Lizzy Butler is a college student and musician who wishes music festivals played the same role for people her age as they did for previous generations.
She said in the past people felt, “like, you need to get out, you need to go listen, like you’ve got to go find the music. The music can just kind of find you now and you don’t really have to work for it … you don’t ever have to leave your Spotify daylist.”
Brooke Vandenberg and Lizzy Butler attend THING on Aug. 9, 2025.
Algorithmic streaming is designed to serve listeners music based on their existing preferences. Experts say that can push people toward the familiar, and away from music discovery, which drew previous generations to multi-genre music festivals.
“ I think it’s honestly a missing art for younger generations to really experience the beauty and importance of live music, especially in a festival setting where it’s so diverse,” Butler said.
Tastes that favor the familiar could explain why big stadium tours like Taylor Swift’s and Beyonce’s have been absorbing the concert budgets of young people more inclined to shell out for an artist they know they’ll like rather than take a risk on a lineup full of unknown bands.

A second act for music festivals?
Adam Zacks, STG’s chief programming officer and the former producer of Sasquatch!, said declining demand for music festivals could have a silver lining.
“The good news is when we face something like this where the market’s saying, ‘Cool, we’ve had enough of this,’ is that it creates room for innovation,” he said. “So, it creates a pocket for, especially, younger people that are wanting to get into this business and think that they can see something that older generations are unable to see.

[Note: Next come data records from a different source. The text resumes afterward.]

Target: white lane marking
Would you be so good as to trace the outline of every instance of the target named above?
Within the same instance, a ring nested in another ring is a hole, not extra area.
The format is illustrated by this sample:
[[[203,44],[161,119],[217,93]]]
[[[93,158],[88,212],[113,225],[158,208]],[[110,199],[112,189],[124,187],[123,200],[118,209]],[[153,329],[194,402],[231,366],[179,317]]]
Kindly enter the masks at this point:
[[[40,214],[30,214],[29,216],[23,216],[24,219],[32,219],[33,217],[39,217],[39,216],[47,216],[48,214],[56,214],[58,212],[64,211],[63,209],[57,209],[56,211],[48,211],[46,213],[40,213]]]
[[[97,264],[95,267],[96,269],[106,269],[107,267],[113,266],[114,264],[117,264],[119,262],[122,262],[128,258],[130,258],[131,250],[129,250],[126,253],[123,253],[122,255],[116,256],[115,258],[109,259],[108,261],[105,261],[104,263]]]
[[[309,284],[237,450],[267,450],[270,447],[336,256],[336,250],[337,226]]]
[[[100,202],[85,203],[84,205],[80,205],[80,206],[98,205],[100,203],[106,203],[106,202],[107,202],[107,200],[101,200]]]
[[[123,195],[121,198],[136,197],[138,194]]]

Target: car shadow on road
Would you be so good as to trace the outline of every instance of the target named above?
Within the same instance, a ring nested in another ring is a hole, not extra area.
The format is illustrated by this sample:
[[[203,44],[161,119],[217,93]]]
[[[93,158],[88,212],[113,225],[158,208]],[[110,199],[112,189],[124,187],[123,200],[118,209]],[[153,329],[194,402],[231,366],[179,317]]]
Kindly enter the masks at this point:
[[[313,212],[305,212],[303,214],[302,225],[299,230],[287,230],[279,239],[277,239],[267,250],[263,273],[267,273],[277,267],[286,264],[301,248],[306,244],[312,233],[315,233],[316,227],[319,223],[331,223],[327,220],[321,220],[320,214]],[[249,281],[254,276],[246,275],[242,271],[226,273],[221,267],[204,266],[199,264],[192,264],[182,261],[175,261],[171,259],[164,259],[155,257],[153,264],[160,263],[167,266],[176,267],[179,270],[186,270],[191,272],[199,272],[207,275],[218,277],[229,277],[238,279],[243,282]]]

That’s a really positive thing.”
Innovation is also his goal with THING. By shifting to the single-day series and moving the festival to the family-friendly venue, Remlinger Farms, he’s hoping to attract some of the millennial festival fans who are aging out of the old model.
“ It was like tailored to an older, indie-leaning KEXP sort of audience that maybe used to go to festivals, then maybe had families and weren’t able to, and now they’re coming back to it,” he said.
Whether it’s enough to sustain THING remains an open question. Zacks said ticket sales were below their goal, but that he wouldn’t be able to make any conclusions about what’s next for the festival until the final encore.